Zum Thema Drohnen fand ebenfalls ein Panel bei dem Kongress statt, das dokumentiert wurde. In der Diskussion lassen sich die Möglichkeiten, aber auch die Grenzen der Forderung nach Zivilklauseln herausarbeiten. Die Forderung nach der Zivilklausel kann einen Beitrag zu einer Politisierung von Naturwissenschaften und Forschung im Allgemeinen leisten, obgleich die Forderung nicht hinreichend ist, wohl aber notwendig. Zugleich ist es notwendig, dass breit gegen Militarisierung gekämpft wird und Bündnisse eingegangen werden, wie Dietrich Schulze am Beispiel des Aufbaus der Zivilklausel-Bewegung klarstellt:

„Wir haben es als wichtig empfunden, dass den Studierenden geholfen wird bei ihrem heute ausgesprochen verschulten Studium - durch Zusammenarbeit mit den Beschäftigten und auch von außen mit den Gewerkschaften, den Friedensgruppen und anderen. Ein Beispiel dafür, wo das gut funktioniert, ist Bremen. Es ist kein Zufall, dass in Bremen eine solche Bewegung entstanden ist, weil dort diese Zusammenarbeit klappt.“ (S. 18)
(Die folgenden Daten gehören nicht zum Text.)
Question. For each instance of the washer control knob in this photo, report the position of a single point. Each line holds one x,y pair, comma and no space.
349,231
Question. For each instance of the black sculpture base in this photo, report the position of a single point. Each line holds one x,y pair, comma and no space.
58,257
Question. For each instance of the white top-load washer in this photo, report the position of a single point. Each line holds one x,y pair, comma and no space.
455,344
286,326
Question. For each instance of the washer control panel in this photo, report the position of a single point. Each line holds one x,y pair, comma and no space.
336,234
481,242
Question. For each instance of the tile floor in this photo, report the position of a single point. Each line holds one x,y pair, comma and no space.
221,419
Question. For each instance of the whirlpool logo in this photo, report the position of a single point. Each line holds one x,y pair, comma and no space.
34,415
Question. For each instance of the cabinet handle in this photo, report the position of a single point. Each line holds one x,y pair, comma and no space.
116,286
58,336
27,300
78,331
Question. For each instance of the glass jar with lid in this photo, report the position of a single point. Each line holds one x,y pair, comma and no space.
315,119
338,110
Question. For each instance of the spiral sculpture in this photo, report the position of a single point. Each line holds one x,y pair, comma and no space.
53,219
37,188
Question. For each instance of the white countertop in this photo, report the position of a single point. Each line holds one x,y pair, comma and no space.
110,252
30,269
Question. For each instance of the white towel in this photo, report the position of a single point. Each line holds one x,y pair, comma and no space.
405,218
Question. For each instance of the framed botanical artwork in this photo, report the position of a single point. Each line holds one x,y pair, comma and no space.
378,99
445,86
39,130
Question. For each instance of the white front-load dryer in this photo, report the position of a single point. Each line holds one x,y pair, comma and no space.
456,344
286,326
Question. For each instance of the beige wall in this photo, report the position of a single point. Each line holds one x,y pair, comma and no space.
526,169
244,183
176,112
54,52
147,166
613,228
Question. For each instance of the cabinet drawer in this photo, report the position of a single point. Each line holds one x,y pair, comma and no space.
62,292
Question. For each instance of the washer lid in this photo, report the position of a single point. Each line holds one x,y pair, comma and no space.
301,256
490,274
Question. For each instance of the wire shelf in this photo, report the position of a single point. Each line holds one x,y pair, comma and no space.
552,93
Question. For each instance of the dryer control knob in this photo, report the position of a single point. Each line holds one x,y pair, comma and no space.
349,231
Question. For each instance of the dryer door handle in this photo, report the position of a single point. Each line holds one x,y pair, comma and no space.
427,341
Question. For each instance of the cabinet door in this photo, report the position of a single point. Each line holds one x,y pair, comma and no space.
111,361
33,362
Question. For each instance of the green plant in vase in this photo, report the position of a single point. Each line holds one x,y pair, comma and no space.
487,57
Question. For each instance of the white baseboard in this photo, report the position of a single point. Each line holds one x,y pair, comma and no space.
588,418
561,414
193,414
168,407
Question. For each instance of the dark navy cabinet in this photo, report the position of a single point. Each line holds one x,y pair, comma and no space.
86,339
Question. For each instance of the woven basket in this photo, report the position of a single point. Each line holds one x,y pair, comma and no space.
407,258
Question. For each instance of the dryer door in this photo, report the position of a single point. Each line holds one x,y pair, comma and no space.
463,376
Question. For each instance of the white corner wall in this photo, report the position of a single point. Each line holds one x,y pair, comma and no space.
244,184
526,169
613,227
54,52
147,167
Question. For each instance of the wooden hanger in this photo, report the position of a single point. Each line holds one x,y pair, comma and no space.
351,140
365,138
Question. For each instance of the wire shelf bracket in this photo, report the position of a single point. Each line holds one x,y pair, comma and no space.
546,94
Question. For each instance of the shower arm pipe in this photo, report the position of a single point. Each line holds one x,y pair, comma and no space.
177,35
Die Broschüre umfasst nur knapp 50 Seiten und kann dadurch nicht in die notwendige Tiefe gehen. So fehlen etwa Ausführungen zum Zusammenhang von Militarismus und Kapitalismus, auch sind insbesondere die Dokumentationen der Workshops teilweise nicht ohne weiteres für Menschen, die nicht an der Tagung teilgenommen haben, zu verstehen. Doch das tut der Empfehlung keinen Abbruch, denn die Broschüre eignet sich hervorragend, um sich einen Überblick über die aktuellen Entwicklungen und Diskussionen innerhalb der Zivilklausel-Bewegung zu verschaffen. Vor allem aber, und darin liegt ihre besondere Stärke, regt sie zum Nachdenken an und führt im besten Fall dazu, tätig zu werden – in den Betrieben, an den Hochschule, im Alltag; kurzum an allen Orten, an denen sich die schleichende Militarisierung vollzieht.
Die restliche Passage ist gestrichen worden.